By Ted Hayson and Christina Cook
WASHINGTON, Dec 11 (Reuters) – An email from U.S. immigration officials presented Kelly and Yerson Vargas with a stark choice: accept deportation to their native Colombia or risk being charged with a crime and separated from their 6-year-old daughter Maria Paola.
Vargas, who was held in a Texas detention center, had already received a deportation order and was forced to board flights to Colombia. They protested that they faced forced labor and death threats from cartel members in Mexico because they submitted visa applications as victims of human trafficking.
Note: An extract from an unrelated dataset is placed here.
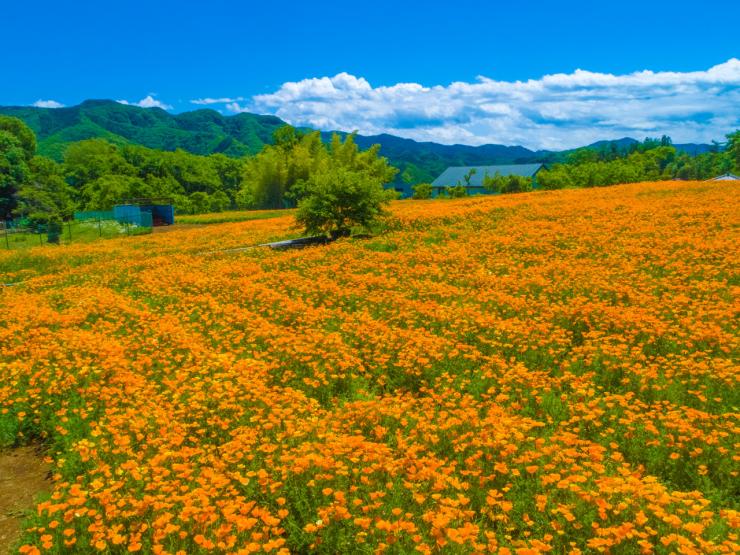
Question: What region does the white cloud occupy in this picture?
[190,96,244,106]
[116,93,172,110]
[238,58,740,149]
[31,99,64,108]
In an Oct. 31 email, immigration officials threatened to prosecute them for failing to comply with a deportation order, a rarely used statute that can carry up to 10 years in prison.
Their case illustrates how U.S. President Donald Trump’s massive immigration crackdown has relied on threats to separate families and other aggressive tactics to pressure people to accept deportation — even after previous administrations filed legal claims allowing them to stay in the country, according to immigrants, lawyers, current and former court officials and reviewed records.
These tactics include threats of prison terms for resisting deportation orders or crossing the border illegally – crimes that were previously rarely prosecuted and separation from children – as well as the opportunity to seek release from prolonged detention and deportation to distant third countries, Reuters found.
Reuters spoke to 16 immigration attorneys, who collectively have hundreds of clients, and others with broad visibility into the Trump administration’s use of increasingly draconian tactics to force immigrants to accept deportation.
White House border czar Tom Homan defended the Trump administration’s approach.
“We’re using every tool in the toolbox,” Homan told Reuters in an interview. “What we are doing is legal.”
Locked up and forced to deport
The Vargases chose to abandon their visa applications and have Maria Paola placed in the federal shelter system for unaccompanied immigrant children rather than risk being separated on a deportation flight in November.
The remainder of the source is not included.